Watch live: NASA’s Cassini makes a “grand finale” plunge into Saturn

Credits: NASA

Scientists are bracing for the controlled crashing of the beloved spacecraft. Here’s how to watch the remarkable event.Today, NASA’s Cassini spacecraft will be sent crashing into the atmosphere of Saturn. But why? Couldn’t we just leave it orbiting the gas giant?

Tomorrow, September 15, around 7:55 am EDT which is 2:55 pm East African time (Eastern Daylight Time is 7 hours behind of Eastern Africa Time),Starting at 7 am EDT, NASA will be streaming live shots from inside the Jet Propulsion Laboratory mission control, NASA will tune in to watch its 20-year-old, $4 billion-plus Cassini spacecraft crash into Saturn.By the time NASA gets the last signal, Cassini will actually be long gone. It takes about an hour and 20 minutes for communications to transmit between Saturn and Earth.

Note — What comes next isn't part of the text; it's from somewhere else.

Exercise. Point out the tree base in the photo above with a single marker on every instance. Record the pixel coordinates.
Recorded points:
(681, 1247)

Why Does Cassini Have To Die?

Cassini discovered geysers of water erupting from Enceladus, which likely originate from a subsurface ocean. As the spacecraft runs out of fuel, we need to make sure we dispose of it safely. If we left Cassini in orbit, there's a chance it could hit one of the moons in the future. I know you wonder how? 
While Cassini is in the cold space of the Jupiter, its innards are still quite warm, possibly harboring some Earthly microbes. It is powered by a radioisotope thermal electric generator (RTG), which uses the decay of plutonium-238 to provide power to the spacecraft. If the spacecraft crashed on those geysers sources, it could feasibly melt through the surface and contaminate the water several miles down.
"They could not guarantee it would never happen unless the spacecraft was parked in an orbit very very far from Saturn, or plunged into the planet," Preston Dyches from NASA's Jet Propulsion Laboratory told IFLScience. "The science offered by the Grand Finale made the choice obvious."